Was Sie jetzt tun können
- Ablehnungsgrund exakt erfragen (schriftlich)
- Dokumente auf formale Fehler prüfen
- Neue Dokumente einmal sauber erstellen
- Keine abweichenden oder zusätzlichen Dateien hochladen
- Keine neuen Einzahlungen tätigen
Verifizierung abgelehnt – was bedeutet das?
Wenn eine Verifizierung abgelehnt wird, hat der Anbieter entschieden, dass die eingereichten Unterlagen nicht den Anforderungen entsprechen.
Das ist ärgerlich, aber in den meisten Fällen kein endgültiges Nein.
Oft fehlt ein Detail oder es liegt ein formaler Fehler vor.

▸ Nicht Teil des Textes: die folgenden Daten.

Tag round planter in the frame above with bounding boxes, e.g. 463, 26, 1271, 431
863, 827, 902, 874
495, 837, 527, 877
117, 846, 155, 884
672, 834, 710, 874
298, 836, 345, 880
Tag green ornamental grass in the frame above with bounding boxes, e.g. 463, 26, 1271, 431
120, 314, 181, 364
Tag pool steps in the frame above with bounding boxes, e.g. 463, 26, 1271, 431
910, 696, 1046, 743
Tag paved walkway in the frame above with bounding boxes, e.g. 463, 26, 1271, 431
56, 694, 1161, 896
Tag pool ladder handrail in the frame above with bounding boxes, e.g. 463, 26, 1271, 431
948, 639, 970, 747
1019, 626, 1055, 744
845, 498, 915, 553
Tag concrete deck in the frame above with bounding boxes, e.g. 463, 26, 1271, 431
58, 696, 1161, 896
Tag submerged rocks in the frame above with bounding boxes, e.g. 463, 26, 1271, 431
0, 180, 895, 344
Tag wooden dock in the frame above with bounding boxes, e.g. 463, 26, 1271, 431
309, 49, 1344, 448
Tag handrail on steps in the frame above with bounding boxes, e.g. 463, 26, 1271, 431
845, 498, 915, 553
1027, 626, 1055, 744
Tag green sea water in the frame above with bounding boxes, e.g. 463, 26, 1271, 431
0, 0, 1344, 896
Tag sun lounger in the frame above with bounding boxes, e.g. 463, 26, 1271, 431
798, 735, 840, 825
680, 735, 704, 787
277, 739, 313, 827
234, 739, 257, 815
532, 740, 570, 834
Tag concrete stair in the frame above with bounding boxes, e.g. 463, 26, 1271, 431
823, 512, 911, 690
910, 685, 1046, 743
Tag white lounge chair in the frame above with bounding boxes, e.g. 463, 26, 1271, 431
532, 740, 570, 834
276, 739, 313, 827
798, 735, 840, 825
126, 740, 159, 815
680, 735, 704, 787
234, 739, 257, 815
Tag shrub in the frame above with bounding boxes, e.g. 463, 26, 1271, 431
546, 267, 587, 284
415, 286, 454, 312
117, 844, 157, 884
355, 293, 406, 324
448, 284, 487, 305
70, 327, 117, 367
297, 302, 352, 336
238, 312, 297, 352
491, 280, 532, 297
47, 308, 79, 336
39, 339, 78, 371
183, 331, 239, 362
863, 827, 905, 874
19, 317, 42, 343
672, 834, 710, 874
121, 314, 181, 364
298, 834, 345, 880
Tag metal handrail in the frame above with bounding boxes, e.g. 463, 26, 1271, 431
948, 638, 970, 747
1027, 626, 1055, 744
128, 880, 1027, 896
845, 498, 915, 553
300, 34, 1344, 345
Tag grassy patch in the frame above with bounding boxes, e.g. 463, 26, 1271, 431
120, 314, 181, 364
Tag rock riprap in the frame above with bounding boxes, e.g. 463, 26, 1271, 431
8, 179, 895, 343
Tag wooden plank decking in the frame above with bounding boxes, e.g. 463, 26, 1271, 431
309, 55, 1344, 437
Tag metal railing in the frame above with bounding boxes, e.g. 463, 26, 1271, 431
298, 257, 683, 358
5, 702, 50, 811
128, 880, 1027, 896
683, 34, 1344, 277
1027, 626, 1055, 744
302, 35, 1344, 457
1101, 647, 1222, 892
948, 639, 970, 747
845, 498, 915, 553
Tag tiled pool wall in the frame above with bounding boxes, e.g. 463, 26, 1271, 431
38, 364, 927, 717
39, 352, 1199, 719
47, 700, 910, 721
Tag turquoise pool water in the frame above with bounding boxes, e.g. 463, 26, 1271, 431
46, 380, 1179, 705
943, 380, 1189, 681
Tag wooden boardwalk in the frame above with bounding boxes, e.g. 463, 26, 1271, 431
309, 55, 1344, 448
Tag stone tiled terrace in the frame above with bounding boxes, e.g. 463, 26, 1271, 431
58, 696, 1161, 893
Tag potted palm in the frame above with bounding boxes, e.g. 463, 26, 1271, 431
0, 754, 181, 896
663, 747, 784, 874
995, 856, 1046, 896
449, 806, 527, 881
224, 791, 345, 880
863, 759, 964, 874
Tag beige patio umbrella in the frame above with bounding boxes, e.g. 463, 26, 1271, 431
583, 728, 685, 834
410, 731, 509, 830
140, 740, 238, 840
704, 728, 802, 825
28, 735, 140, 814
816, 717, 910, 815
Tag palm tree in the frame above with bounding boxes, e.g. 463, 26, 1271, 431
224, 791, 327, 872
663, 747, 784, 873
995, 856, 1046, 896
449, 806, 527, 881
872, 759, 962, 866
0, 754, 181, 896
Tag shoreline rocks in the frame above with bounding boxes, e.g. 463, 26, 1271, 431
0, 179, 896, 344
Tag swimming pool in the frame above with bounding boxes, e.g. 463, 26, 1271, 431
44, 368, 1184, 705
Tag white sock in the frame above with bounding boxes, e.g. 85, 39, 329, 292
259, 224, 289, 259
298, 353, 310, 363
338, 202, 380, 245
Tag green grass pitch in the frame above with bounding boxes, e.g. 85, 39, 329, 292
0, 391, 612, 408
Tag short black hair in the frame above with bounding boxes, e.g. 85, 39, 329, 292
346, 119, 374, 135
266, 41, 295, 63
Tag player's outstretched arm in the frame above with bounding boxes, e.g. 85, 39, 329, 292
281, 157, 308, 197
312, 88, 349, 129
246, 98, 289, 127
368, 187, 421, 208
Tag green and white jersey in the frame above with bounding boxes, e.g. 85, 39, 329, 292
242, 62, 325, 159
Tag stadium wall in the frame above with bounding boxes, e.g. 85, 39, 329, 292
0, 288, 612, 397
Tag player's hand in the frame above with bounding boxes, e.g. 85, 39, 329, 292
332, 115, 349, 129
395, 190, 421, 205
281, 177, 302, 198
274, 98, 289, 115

Häufige Gründe für eine KYC-Ablehnung
1) Dokumente sind nicht ausreichend lesbar
Sehr häufige Ablehnungsgründe:
- unscharfe Fotos
- zu geringe Auflösung
- Spiegelungen oder Schatten
- wichtige Informationen nicht klar erkennbar
2) Dokumente sind abgelaufen oder unvollständig
Zum Beispiel:
- Ausweis abgelaufen
- Adressnachweis älter als erlaubt
- fehlende Seiten oder abgeschnittene Ränder
3) Daten stimmen nicht exakt überein
Schon kleine Abweichungen reichen:
- unterschiedliche Schreibweise des Namens
- abweichende Adresse
- andere Angaben als im Nutzerkonto
4) Falsches Dokument hochgeladen
Manche Anbieter akzeptieren nur:
- bestimmte Dokumenttypen
- bestimmte Dateiformate
- aktuelle Nachweise
Alles andere wird automatisch abgelehnt.
Was Sie jetzt konkret tun sollten
1) Ablehnungsgrund klar erfragen
Fragen Sie schriftlich:
- welches Dokument wurde abgelehnt?
- aus welchem konkreten Grund?
- welches Dokument wird stattdessen akzeptiert?
Ohne klare Antwort ist eine erneute Einreichung oft sinnlos.
2) Dokumente gezielt neu erstellen
Achten Sie darauf:
- gute, gleichmäßige Beleuchtung
- vollständige Sichtbarkeit aller Ränder
- hohe Auflösung
- keine Bearbeitung oder Filter
Ein sauber neu erstelltes Dokument ist besser als mehrfaches Nachreichen.
3) Daten sorgfältig abgleichen
Prüfen Sie:
- exakte Schreibweise von Name und Adresse
- Übereinstimmung mit Zahlungsdaten
- Aktualität aller Angaben
4) Keine „Dokumenten-Experimente“
Vermeiden Sie:
- mehrere Versionen gleichzeitig
- zusätzliche Dateien „auf Verdacht“
- andere Dokumente als gefordert
Das kann die Prüfung verlängern oder weitere Ablehnungen auslösen.
5) Geduld mit Struktur
- Antworten dokumentieren
- nach 48–72 Stunden sachlich nachfassen
- nicht mehrere Tickets parallel eröffnen
Wann wird eine Ablehnung problematisch?
Warnzeichen:
- wiederholte Ablehnungen ohne klare Begründung
- ständig wechselnde Anforderungen
- widersprüchliche Aussagen des Supports
In solchen Fällen sollten Sie Ihre nächsten Schritte bewusst planen.